But tactics are mirrors. They reflect your strategy.
A pizza shop owner who wants to “be the fastest delivery in town” could buy better ovens (tactic). But if her strategy is actually “Be the place for birthday parties,” speed matters less than balloons, cake deals, and photo booths.
Tactics work when they’re intentional. Not when they’re impulsive.
Strategy Is Stepping Back (Even When It Hurts)
In 2012, Adobe stopped selling boxed software. They bet everything on the cloud. Stock prices plunged. Critics howled.
But their strategy wasn’t about boxes vs. subscriptions. It was about owning creativity workflows. Today, Adobe’s tools are embedded in design, photography, and marketing.
Strategy requires saying no to good ideas so great ones can breathe.
Tactics Are the Practice, Not the Game
A pianist doesn’t master a concerto by playing scales faster. She plays scales with intention. Each note serves the piece.
Your tactics are the scales. Your strategy is the concerto.
When you practice tactics mindlessly, you get better at… practicing. When you link them to strategy, you make music.
The Feedback Loop That Matters
A farmer doesn’t judge success by how many seeds she plants.
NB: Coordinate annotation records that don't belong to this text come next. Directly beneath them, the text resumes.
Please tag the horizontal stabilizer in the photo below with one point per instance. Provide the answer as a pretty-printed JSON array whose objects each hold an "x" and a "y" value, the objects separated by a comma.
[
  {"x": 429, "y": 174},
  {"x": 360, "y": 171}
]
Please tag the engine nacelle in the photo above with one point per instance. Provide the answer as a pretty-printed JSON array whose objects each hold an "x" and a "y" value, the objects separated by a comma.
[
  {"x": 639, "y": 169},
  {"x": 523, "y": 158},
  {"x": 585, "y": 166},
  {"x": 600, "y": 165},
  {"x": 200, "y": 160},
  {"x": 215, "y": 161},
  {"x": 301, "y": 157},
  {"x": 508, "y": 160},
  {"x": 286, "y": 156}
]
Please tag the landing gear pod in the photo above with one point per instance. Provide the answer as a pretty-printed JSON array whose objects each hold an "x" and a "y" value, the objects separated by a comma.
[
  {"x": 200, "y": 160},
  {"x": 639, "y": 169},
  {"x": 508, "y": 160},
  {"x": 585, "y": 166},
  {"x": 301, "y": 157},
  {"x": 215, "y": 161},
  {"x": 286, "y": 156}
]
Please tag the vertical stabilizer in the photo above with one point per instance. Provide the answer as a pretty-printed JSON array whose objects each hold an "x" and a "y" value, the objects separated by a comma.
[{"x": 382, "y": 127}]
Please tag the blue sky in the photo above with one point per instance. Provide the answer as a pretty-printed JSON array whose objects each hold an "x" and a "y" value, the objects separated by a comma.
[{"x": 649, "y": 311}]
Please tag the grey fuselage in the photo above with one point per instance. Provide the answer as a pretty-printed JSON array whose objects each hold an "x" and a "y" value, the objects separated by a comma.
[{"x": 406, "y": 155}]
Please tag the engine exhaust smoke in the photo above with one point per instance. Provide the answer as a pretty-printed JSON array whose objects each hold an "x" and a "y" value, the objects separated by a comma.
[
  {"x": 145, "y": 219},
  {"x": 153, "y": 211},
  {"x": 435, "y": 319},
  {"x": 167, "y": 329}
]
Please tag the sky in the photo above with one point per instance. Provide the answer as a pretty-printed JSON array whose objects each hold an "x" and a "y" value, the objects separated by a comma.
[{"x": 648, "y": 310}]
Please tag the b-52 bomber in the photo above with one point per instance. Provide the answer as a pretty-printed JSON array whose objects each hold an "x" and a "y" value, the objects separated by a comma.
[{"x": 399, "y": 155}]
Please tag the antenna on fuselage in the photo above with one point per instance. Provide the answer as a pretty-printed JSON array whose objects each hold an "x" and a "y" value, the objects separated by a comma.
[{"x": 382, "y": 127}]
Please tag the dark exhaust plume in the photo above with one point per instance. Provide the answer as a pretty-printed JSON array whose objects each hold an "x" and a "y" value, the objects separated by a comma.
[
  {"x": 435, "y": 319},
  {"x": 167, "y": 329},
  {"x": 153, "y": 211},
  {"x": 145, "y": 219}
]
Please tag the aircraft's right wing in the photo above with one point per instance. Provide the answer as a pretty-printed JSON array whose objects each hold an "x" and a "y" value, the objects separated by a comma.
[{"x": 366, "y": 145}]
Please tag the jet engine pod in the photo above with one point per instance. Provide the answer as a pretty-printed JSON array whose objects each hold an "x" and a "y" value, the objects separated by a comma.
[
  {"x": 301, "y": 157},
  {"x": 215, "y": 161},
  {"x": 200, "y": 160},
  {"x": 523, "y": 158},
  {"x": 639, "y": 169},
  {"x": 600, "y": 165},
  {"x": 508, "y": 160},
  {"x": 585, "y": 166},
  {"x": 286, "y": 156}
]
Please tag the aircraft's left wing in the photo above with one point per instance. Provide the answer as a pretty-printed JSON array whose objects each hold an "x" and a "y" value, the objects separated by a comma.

She judges it by the harvest.
Build your own loop:
- Strategy sets the goal (“Grow drought-resistant crops”).
- Tactics test the path (Install soil sensors. Test three seed varieties).
- Results inform the next strategy (Double down on the seeds that thrived).
Without this loop, you’re just guessing.
Try This Today
Pick one tactic you’re spending time on. Ask:
- “What’s the strategic goal this serves?”
- “If it serves none, why am I doing it?”
Then, pick one strategic goal. Ask:
- “What’s one tiny tactic I can try this week to advance it?”
Example:
- Tactic audit: “I’m posting on LinkedIn daily.”
- Strategic link: “To build trust with HR clients.”
- Better tactic: Comment on 5 HR posts daily with thoughtful insights instead.
The Takeaway
Strategy without tactics is a daydream.
Tactics without strategy are a treadmill.
Success isn’t about choosing between them. It’s about making them dance.
Stop asking, “What should I do?” Start asking, “Why does it matter?”
The future belongs to those who think and do.
What will you stop doing today to make room for what matters?
P.S. The opposite of reading this post? Applying one idea from it. Pick one. Now.